140. Robin L. Carhart-Harris et al., 2011, “Neural Correlates of the Psychedelic State as
Determined by fMRI Studies with Psilocybin.” Proc. Natl. Acad. Sci. USA. December 20.
http://www.pnas.org/content/early/2012/01/17/1119598109.
141. Terence McKenna est une personne que je regrette de ne pas avoir réussi à connaître.
Malheureusement, il est mort d’un cancer du cerveau en 2000, à l’âge de cinquante-trois ans. Ses
livres valent la peine d’être lus, mais c’était, par-dessus tout, un orateur étonnant. Il est vrai que
son éloquence l’a souvent conduit à adopter des positions qui ne peuvent être décrites
(charitablement) que comme « loufoques », mais il était indéniablement brillant et cela valait
toujours le coup de l'écouter.
142. Il est important de noter que la MDMA ne tend pas à avoir ces propriétés – et de nombreuses
personnes disent qu'elle ne devrait pas être du tout considérée comme un produit psychédélique.
Les termes empathogène et entatctogène ont été utilisés pour décrire la MDMA et d’autres
composés dont l’effet est d’abord émotionnel et favorisant les contacts sociaux.

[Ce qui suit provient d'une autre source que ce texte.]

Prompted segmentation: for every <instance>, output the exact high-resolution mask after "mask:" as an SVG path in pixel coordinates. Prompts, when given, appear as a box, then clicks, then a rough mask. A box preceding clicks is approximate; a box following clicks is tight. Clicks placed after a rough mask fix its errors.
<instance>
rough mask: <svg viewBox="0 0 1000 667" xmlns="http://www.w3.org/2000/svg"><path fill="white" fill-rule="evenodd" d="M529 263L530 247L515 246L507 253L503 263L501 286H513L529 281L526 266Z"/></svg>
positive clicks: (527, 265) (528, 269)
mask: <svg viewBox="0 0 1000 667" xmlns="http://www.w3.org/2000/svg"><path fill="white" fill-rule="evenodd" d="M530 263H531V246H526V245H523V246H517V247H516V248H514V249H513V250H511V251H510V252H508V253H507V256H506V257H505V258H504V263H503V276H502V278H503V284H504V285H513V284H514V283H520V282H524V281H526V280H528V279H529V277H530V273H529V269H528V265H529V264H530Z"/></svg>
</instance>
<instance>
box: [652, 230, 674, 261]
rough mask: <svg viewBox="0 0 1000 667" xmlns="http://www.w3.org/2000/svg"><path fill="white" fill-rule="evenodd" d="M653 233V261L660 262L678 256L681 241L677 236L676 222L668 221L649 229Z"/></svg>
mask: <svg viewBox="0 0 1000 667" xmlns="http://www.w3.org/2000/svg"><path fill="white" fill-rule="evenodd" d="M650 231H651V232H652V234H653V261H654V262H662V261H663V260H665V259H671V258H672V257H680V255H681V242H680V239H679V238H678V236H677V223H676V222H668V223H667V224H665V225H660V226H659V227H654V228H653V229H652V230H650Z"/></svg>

143. Je dirai, cependant, qu’il y a des expériences psychédéliques que je n’ai pas vécues et qui
paraissent délivrer un message différent. Certaines personnes ont des expériences qui, plutôt que
d’être des états dans lesquels les limites du moi sont dissoutes, paraissent transporter le moi (sous
une forme quelconque) ailleurs. Ce phénomène est très commun avec la drogue DMT, et elle peut
conduire ses initiés à des conclusions étonnantes concernant la nature de la réalité. Plus que tout
autre, Terence McKenna a beaucoup contribué à montrer les aspects saillants de la
phénoménologie de la DMT.
La DMT est unique parmi les produits psychédéliques pour plusieurs raisons. Tous ceux qui l’ont
essayée semblent convenir du fait que c’est l’hallucinogène le plus puissant disponible quant à ses
effets. Il est aussi, paradoxalement, celui qui a l’action la plus courte. Tandis que les effets du LSD
peuvent durer dix heures, la transe par DMT s’apaise en moins d’une minute et disparaît en dix. La
raison d’une telle pharmacocinétique rapide semble être que ce composé existe déjà dans le
cerveau humain et qu’il est directement métabolisé par la monoamineoxydase. La DMT est dans la
même classe chimique que la psilocybine et que le neurotransmetteur sérotonine (mais, en dehors
d’avoir une affinité pour les récepteurs 5-HT2A, on a montré qu’elle se lie aux récepteurs sigma-1
et qu’elle module les canaux Na+). Sa fonction dans le corps humain reste inconnue. Au nombre
des nombreux mystères et affronts de la DMT, il faut compter le fait qu’elle se moque finalement
de nos lois antidrogue : non seulement nous avons criminalisé des substances qui se produisent
naturellement dans la nature comme le cannabis, mais nous avons criminalisé un de nos propres
neurotransmetteurs. De nombreux utilisateurs de la DMT rapportent avoir été conduits sous son
influence dans une réalité adjacente où ils ont rencontré des êtres étrangers (des extraterrestres) qui
paraissaient avoir l’intention de partager des informations sur des technologies impénétrables et
d’en démontrer l’usage. La convergence de centaines de rapports de ce genre, dont nombre d’entre
eux proviennent d’utilisateurs l’ayant essayé pour la première fois et à qui on n’avait pas dit à quoi
s’attendre, est certainement intéressante. Il est aussi intéressant de remarquer que ces comptes-
rendus sont presque entièrement dépourvus de toute imagerie religieuse. On paraît avoir bien plus
de chances de rencontrer des extraterrestres ou des elfes en prenant de la DMT que des saints ou
des anges traditionnels. Je n’ai pas essayé la DMT et n’ai pas eu d’expérience du genre de celles
que ces utilisateurs décrivent, donc je ne sais pas quoi en penser.
144. Bien sûr, James rapportait ses expériences avec l’oxyde nitreux, qui est un anesthésique.
D’autres anesthésiques, telles que l’hydrochlorure de kétamine et l’hydrochlorure de phencyclidine
(PCP) ont des effets similaires sur l’humeur et la cognition à dose faible. Cependant, ces drogues
diffèrent des produits psychédéliques classiques de maintes manières – l’une étant que des doses
élevées de ces derniers ne conduisent pas à une anesthésie générale.
145. W. James, 1958, The Varieties of Religious Experience. New York : New American Library.
p. 298. (en français : L’Expérience religieuse : essai de psychologie descriptive, éd.